Britain in numbers

What’s behind the Greens’ surge?

By winning voters across the demographic spectrum and boosting turnout, the Greens have broken the laws of local politics.

By Ben Walker

We need to talk about the Greens, because what they achieved in this year’s local elections was tantamount to more than a hundred localised earthquakes.

In 91 places where the party had not stood in 2019 (the last time these areas were fought) it came from nowhere to win council seats off both Labour and the Conservatives. Of the 298 wards the Greens won over all, 114 were previously held, while 28 were gains from Labour and 129 were gains from the Conservatives. In a number of those areas the sole opposing candidate was a Tory. But when Ukip used to compete with the Conservatives in, say, south Lincolnshire, it was almost always routed. The Greens, by contrast, have enjoyed a truly rocket-like ascent. 

This makes sense. They the party has one of the most inoffensive brands in British politics, ranking bottom for the share of voters with a negative attitude towards a political party. In contests where Labour is absent or marginalised, floating voters can be easily tempted towards the Greens.

[See also: The 2023 May local elections – what to watch out for]

There are, however, two specific electoral factors behind the Greens’ advance. The first is that they transcend demographic lines. They have achieved impressive vote shares in Leave wards as well as Remain ones. Charting the Greens’ vote against the number of graduates yields little to no correlation. Their local election wins should not be viewed as a success for student politics, nor exclusively as votes seeping from Labour. The picture is a lot more complicated than that.

The second angle is who the Greens are getting to turn out to vote. A common theme I’ve noticed while trawling through the election data is their capacity to boost low turnout. In Ellesmere Port, Cheshire, in one of the two wards the Greens targeted turnout surged from 29 per cent in 2019 to 41 per cent. In other Ellesmere Port wards, meanwhile, it remained static at around 20 per cent.
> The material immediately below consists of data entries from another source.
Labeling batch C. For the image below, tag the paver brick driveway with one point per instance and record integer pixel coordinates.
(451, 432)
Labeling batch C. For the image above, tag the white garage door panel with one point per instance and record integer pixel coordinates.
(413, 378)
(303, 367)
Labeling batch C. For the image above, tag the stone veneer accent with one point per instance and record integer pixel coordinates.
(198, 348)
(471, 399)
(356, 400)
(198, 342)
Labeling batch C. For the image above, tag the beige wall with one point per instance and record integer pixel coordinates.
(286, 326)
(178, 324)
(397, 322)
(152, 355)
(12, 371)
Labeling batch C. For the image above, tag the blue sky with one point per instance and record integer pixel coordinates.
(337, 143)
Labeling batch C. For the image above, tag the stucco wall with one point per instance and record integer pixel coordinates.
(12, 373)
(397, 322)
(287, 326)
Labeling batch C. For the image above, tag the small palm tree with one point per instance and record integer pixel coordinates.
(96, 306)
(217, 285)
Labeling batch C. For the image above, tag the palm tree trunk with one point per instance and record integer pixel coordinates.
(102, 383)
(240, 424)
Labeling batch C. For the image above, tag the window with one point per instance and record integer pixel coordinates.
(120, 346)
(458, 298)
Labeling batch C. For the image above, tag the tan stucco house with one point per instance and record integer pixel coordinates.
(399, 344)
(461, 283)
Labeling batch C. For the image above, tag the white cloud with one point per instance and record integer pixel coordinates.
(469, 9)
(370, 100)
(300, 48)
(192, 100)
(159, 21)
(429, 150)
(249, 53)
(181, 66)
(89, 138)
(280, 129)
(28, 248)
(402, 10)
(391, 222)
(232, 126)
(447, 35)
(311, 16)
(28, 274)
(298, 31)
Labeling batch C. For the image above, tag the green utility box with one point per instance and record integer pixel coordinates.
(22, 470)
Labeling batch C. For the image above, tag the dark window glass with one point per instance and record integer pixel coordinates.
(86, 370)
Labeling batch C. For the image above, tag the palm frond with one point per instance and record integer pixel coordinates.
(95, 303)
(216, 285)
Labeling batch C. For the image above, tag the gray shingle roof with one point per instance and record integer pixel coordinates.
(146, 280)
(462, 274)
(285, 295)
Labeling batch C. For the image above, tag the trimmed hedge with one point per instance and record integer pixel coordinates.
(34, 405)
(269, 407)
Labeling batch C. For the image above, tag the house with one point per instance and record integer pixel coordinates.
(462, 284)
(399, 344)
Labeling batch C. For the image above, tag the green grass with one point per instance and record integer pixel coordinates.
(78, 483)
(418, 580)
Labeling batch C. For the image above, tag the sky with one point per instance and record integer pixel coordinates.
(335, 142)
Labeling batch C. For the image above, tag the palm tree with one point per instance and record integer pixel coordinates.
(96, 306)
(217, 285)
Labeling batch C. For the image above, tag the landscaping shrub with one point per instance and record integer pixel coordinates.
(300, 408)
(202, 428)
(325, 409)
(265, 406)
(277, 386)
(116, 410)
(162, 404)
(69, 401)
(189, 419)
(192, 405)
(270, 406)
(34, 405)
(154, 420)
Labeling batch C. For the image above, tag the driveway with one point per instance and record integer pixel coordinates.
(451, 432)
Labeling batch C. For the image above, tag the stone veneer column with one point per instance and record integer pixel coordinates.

Using a provisional turnout estimate I did for these elections (taking December electorate sizes and comparing with December 2018), turnout in wards that the Greens gained from other parties rose five percentage points on 2019. In wards the Greens did not win, however, turnout rose by 0.4 points.

This is notable. Recall that Ukip’s wins were often disproportionately reliant on low turnout. In the 2014 council elections, when turnout was half that of the general election the following year, Ukip did well in places such as Basildon and Great Yarmouth. But at subsequent local elections they won only two or so of the ten seats up in each.

Greens gains came in both affluent and deprived areas, which makes it clear this isn’t a case of the party getting a “type” of voter out; it’s a case of getting “anyone and everyone” out. For the main parties, this should be troubling. The usual tactic of motivating the base and ensuring they turn out to vote won’t work – the Greens have broken the rules of local politics.